The past week in China was National Week, or Golden Week. On the first of October was National Day, a holiday that commemorates the founding of the People’s Republic of China and Mao Zedong. The days following it acted as an extension to this celebration. During this break, I went to Chengdu and visited the Chengdu Research Base of Giant Panda Breeding. This made me wonder why pandas were so prized in comparison to other animals. I found out that pandas are an integral part of China’s political system. There is even a term called, “Panda Politics.”
In comparison to turtles, tigers, phoenixes, and dragons, whose significance is deeply rooted in Chinese folklore and culture, pandas are China’s recent obsession. When searching for why pandas are so important in Chinese culture, insubstantial results like they’re “as strong as tigers,” or they represent yin and yang because of their black and white pattern. On a less idealistic and more cynical platform, pandas do not represent peace and friendship but rather earn a profit for China. According to an article in the Los Angeles Times, provinces that neighbor panda reserves has increased their annual income by an average of 56% between 2000 and 2010.
Now, Panda Politics, or Panda Diplomacy, is China’s use of giant pandas as diplomatic gifts to other countries. This practice can be trace back to the Tang Dynasty, when Empress Wu Zeitian sent a pair of pandas to the Japanese emperor, however, this practice has made a comeback within the past century. One highlight of Panda Politics was when President Richard Nixon received two pandas from China in 1972. These two pandas became extremely popular and China’s gift was seen as a diplomatic success as it demonstrated China’s enthusiasm to establish official relationships with U.S. As of 1984 though, pandas were not only used just as diplomatic agents but also offered on a ten-year loan. Standard loan terms included a fee of up to 1 million USD per year. If any cubs were born during this loan period, then the cub becomes property of the People’s Republic of China.
While pandas may act as diplomatic gifts to further friendly relationship between China and other nations, they can be seen as China’s alternative motives. For example, recently, Finland accepts to care for pandas in exchange for the Finnish Government’s guarantee that it would never recognize Taiwan as an independent sovereign nation and people and instead only recognizes the People’s Republic of China.

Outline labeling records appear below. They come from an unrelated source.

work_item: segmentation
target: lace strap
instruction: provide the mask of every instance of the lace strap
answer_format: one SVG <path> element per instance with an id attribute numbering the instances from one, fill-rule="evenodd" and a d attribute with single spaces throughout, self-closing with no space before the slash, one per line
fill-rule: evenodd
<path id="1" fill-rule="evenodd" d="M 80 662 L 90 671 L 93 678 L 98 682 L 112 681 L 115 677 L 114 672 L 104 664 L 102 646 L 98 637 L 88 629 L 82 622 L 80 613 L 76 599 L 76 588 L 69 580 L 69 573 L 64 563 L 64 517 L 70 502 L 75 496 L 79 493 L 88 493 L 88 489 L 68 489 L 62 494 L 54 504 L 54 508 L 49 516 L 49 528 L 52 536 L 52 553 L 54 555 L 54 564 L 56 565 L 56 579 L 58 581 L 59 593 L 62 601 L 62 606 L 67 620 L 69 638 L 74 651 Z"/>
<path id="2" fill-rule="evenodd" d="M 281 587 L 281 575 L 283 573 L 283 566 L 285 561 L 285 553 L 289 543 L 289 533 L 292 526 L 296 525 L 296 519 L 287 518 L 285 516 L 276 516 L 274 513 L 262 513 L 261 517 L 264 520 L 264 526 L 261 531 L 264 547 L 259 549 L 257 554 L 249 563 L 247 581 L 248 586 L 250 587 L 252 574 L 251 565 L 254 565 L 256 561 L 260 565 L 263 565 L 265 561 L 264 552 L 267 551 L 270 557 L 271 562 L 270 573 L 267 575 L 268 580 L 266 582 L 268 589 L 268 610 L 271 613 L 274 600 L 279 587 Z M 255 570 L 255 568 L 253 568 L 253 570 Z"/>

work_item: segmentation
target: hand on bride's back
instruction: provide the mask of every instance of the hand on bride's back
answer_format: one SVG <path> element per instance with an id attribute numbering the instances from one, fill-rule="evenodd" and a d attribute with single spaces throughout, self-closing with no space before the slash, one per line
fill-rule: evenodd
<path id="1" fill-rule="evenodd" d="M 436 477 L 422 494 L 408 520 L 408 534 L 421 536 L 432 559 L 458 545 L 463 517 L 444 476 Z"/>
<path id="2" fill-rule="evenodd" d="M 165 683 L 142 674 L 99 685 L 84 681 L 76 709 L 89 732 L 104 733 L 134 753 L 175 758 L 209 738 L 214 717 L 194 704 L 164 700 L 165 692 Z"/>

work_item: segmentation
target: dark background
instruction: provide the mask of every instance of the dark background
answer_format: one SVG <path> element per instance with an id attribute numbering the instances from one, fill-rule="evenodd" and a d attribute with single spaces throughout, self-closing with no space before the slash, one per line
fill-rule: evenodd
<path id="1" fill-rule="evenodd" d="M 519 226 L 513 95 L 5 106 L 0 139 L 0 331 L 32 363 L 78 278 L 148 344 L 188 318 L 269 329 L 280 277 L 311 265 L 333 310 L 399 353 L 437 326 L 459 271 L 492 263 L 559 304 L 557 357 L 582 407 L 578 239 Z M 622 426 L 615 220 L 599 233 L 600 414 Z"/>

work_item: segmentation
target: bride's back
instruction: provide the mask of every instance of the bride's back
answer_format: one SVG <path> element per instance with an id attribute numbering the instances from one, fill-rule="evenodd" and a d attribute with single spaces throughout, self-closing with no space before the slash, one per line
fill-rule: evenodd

During this year’s G20 meeting, German Chancellor Angela Merkel loaned two pandas from Chinese President Xi Jinping. This event mocked US President Donald Trump’s unfriendliness as the world’s first and third-largest trading nations further their relationship. According to the Financial Times, Xi was subtly indicating China’s believe that Germany has the potential to replace the US as the leader of the western world by entrusting Merkel with two “national treasures” and personally witnessing their unveiling. Thus to China, the pandas are an important demonstration of the country’s soft power, which is how a country makes itself attractive though its culture, political institutions, or its foreign policy.